Benoit Hazard, chargé de recherche au CNRS ( IIAC )
Depuis l’essai pionnier de Marcel Mauss sur les variations saisonnières des Esquimaux, les interactions entre les sociétés et leurs environnements sont au cœur du projet de l’ethnographie et de la réflexion anthropologique. Dans la période récente, l’étude de ces mêmes activités a mis à jour de nouveaux objets liés à l’émergence d’un référentiel environnemental dans les politiques publiques et qui se caractérisent par la complexité des interactions qu’ils mettent en jeu entre des phénomènes relevant de disciplines différentes et nécessitant des approches et des méthodes innovantes. « Décroissance », « croissance verte », « finitude et épuisement des ressources », « accaparement » ou « durabilité », « climat », « transition énergétique », sont autant de termes qui esquissent l’espace des débats, des controverses scientifiques et des terrains d’une ethnographie des situations critiques dans lesquels les anthropologues sont appelés à se mouvoir.

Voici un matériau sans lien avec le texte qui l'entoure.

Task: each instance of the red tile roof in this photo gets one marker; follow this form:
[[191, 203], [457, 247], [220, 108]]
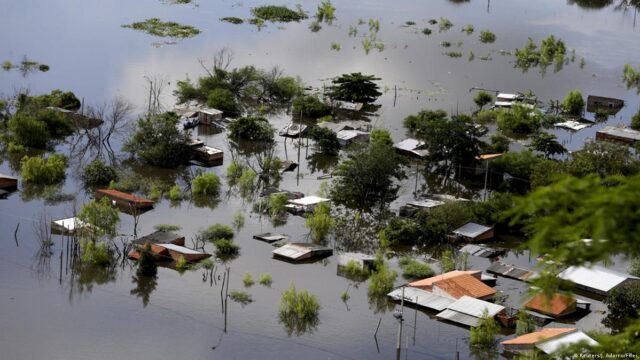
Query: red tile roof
[[538, 336]]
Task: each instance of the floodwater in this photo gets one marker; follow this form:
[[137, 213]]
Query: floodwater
[[47, 313]]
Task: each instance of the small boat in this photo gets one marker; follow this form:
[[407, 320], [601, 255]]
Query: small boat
[[293, 130]]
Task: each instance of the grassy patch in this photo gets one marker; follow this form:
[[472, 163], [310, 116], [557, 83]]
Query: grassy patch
[[157, 27], [275, 13]]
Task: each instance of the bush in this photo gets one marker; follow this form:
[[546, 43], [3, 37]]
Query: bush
[[146, 263], [251, 128], [43, 171], [487, 37], [247, 280], [298, 310], [206, 184], [97, 173], [414, 270], [310, 106], [223, 99], [226, 247], [217, 232], [278, 13], [265, 280], [573, 103]]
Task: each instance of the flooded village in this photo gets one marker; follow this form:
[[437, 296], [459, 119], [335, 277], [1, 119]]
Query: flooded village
[[323, 180]]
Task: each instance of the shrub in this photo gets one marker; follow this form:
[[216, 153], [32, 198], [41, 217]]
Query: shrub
[[226, 247], [265, 280], [97, 173], [413, 269], [278, 13], [251, 128], [573, 103], [247, 280], [206, 184], [44, 171], [146, 263], [298, 310], [310, 106], [487, 37], [241, 297], [217, 232]]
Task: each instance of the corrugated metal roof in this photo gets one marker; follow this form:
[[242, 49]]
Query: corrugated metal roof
[[596, 277], [421, 298], [474, 307], [471, 230], [553, 345], [458, 317]]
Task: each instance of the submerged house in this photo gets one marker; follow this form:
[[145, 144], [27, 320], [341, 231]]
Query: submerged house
[[469, 311], [472, 232], [597, 279], [547, 340], [456, 284]]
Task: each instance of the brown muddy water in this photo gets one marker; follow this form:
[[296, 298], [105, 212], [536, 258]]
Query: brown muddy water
[[47, 313]]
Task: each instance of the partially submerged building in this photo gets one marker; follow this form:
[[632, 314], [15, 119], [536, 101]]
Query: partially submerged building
[[547, 340], [472, 232], [469, 311], [298, 252], [596, 279]]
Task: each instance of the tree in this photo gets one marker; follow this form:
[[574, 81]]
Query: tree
[[547, 144], [158, 141], [103, 217], [326, 139], [310, 106], [355, 87], [367, 179], [573, 103], [320, 222], [482, 98], [251, 128], [97, 173], [223, 99]]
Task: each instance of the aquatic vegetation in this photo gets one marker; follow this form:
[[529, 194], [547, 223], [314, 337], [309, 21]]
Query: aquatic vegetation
[[157, 27], [265, 280], [247, 280], [232, 20], [206, 184], [97, 173], [631, 77], [43, 171], [298, 311], [326, 12], [241, 297], [414, 269], [167, 227], [487, 37], [445, 24], [275, 13]]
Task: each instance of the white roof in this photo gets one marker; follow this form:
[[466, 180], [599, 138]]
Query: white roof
[[471, 230], [572, 125], [421, 298], [596, 277], [555, 344], [474, 307], [308, 200], [71, 224], [180, 249]]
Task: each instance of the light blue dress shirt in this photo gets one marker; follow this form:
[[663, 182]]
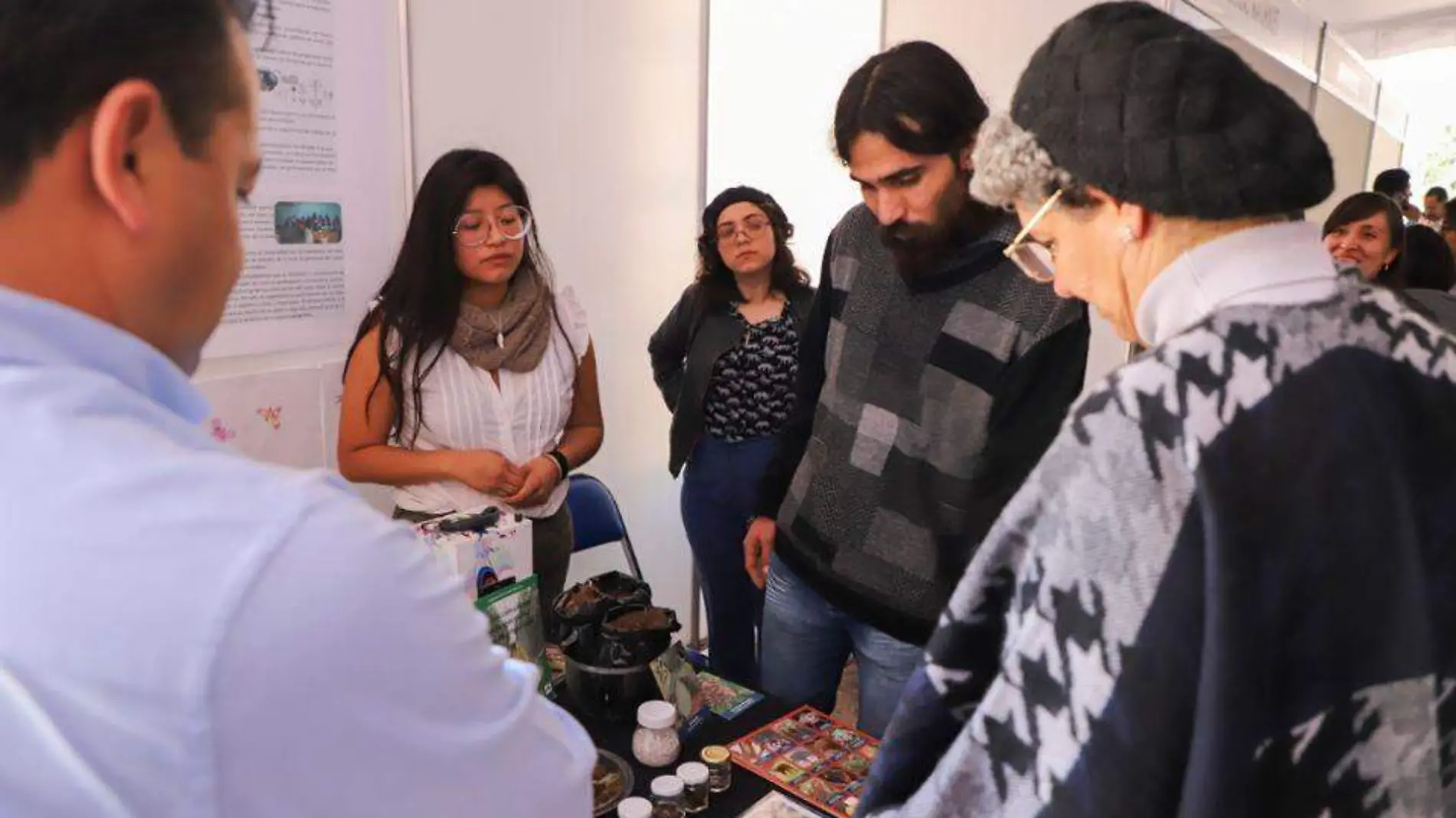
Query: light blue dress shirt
[[189, 633]]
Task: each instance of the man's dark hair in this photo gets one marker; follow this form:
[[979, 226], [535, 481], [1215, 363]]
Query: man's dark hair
[[60, 57], [1392, 182], [915, 95], [1427, 261]]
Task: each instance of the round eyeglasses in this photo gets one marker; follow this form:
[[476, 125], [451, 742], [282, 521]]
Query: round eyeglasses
[[752, 227], [1030, 255], [510, 223]]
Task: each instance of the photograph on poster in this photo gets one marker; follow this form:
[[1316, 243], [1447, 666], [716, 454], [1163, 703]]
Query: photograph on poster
[[271, 417], [307, 223]]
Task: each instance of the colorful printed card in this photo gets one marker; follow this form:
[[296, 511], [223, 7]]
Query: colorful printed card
[[779, 805], [812, 756], [726, 699]]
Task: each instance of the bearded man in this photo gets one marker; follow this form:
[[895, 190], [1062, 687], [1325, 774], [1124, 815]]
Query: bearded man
[[932, 378]]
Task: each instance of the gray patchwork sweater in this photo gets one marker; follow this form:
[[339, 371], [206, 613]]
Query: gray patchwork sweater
[[922, 409], [1229, 588]]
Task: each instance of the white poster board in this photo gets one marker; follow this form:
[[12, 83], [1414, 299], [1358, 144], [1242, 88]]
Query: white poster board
[[320, 227], [270, 417]]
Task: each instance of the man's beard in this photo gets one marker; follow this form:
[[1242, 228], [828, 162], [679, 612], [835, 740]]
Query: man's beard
[[920, 248]]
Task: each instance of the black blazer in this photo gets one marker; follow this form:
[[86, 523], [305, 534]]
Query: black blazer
[[684, 350]]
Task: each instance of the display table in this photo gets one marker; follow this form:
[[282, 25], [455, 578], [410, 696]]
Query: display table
[[747, 788]]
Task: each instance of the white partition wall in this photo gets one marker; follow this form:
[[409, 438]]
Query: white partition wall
[[598, 108], [775, 69]]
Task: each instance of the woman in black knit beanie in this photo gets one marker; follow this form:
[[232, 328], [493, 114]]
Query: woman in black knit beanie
[[1228, 587]]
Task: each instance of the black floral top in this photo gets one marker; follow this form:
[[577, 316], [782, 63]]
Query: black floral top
[[752, 394]]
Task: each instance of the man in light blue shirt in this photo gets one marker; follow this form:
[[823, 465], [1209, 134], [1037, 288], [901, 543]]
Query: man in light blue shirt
[[185, 632]]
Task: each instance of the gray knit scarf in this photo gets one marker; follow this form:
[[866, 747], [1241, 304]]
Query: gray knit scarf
[[513, 336]]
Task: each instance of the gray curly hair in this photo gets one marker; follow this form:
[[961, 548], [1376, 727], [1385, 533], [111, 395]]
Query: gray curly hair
[[1011, 166]]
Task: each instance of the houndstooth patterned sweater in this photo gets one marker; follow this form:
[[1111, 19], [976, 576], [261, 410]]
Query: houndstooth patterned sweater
[[1229, 588]]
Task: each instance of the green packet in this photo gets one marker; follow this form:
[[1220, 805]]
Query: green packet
[[514, 616]]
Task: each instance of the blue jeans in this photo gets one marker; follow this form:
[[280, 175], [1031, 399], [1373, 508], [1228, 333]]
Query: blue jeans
[[807, 643], [720, 489]]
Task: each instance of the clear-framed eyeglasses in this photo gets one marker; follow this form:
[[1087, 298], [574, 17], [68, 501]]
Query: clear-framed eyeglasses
[[752, 227], [1030, 255], [510, 223]]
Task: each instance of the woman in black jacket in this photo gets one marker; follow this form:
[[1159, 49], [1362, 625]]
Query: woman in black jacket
[[727, 360]]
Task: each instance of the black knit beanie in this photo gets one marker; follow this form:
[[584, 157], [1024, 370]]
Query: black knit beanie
[[1155, 113], [731, 197]]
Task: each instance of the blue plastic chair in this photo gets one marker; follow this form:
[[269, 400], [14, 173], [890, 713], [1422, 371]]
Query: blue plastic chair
[[596, 519]]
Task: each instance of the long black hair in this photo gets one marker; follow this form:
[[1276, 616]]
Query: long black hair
[[715, 281], [920, 100], [420, 303], [1365, 205]]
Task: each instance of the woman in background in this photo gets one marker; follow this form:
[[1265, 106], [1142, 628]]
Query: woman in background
[[474, 381], [726, 360], [1368, 232]]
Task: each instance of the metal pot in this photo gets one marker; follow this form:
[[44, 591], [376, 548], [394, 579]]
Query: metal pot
[[609, 693]]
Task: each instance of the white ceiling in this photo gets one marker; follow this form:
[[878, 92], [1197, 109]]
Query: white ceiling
[[1379, 29]]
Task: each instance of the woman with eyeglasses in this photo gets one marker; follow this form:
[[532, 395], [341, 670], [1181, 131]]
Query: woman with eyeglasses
[[726, 360], [1228, 587], [474, 381]]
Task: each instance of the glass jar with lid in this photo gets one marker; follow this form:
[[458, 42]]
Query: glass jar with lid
[[667, 798], [635, 808], [695, 785], [720, 767], [655, 741]]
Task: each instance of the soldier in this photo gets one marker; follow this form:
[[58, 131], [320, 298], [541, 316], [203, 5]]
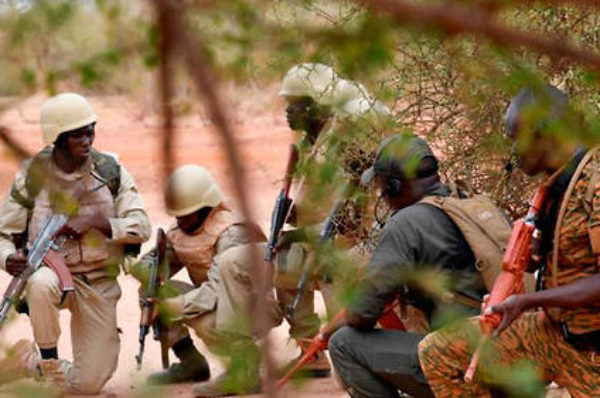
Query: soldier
[[556, 329], [318, 99], [417, 237], [109, 215], [213, 244]]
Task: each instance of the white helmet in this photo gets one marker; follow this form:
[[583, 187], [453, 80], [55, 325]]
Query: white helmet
[[316, 81], [65, 112], [191, 188]]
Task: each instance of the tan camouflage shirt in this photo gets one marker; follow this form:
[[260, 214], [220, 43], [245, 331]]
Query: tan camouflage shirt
[[577, 254]]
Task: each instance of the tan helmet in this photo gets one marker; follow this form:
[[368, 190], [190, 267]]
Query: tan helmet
[[316, 81], [65, 112], [191, 188]]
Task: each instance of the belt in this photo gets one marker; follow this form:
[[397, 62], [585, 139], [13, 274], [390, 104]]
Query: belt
[[584, 342]]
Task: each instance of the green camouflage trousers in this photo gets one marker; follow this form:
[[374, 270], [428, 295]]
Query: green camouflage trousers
[[531, 342]]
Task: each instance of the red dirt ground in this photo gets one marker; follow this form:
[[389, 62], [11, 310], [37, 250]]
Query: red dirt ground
[[263, 138], [264, 142]]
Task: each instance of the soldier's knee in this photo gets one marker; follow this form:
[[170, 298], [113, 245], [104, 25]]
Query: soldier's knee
[[89, 385], [42, 285], [235, 262], [90, 381]]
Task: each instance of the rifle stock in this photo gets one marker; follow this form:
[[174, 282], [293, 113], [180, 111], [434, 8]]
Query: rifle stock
[[41, 253], [282, 206], [150, 297], [510, 280], [389, 319], [327, 232]]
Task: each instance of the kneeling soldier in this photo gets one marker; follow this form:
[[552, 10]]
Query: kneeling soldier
[[213, 244]]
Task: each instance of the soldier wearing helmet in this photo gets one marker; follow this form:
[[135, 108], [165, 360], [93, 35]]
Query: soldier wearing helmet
[[212, 243], [107, 215], [557, 328]]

L’anthropocène, nouvelle ère géologique caractérisée par la puissance des facteurs anthropogéniques à agir sur le devenir du système terre, illustre la place prise par les débats environnementaux et par les sciences de la terre dans les discours et les pratiques scientifiques. Cette thèse inédite, sorte d’injonction posée aux sciences humaines de construire des réponses pour faire face aux changements socio écologiques, réinterroge les relations entre l’homme et ses productions de la nature ? Comment l’anthropologie, discipline qui interroge à la fois les structures et les ruptures, se positionne face à cette thèse qui pense les passages historiques à l’échelle temporelle des évolutions du système terre et dont les effets sont durables pour le devenir, non seulement des sociétés humaines, mais plus largement des socio systèmes ? N’y-a-t-il pas là une aporie propre à un semblant d’interdisciplinarité ?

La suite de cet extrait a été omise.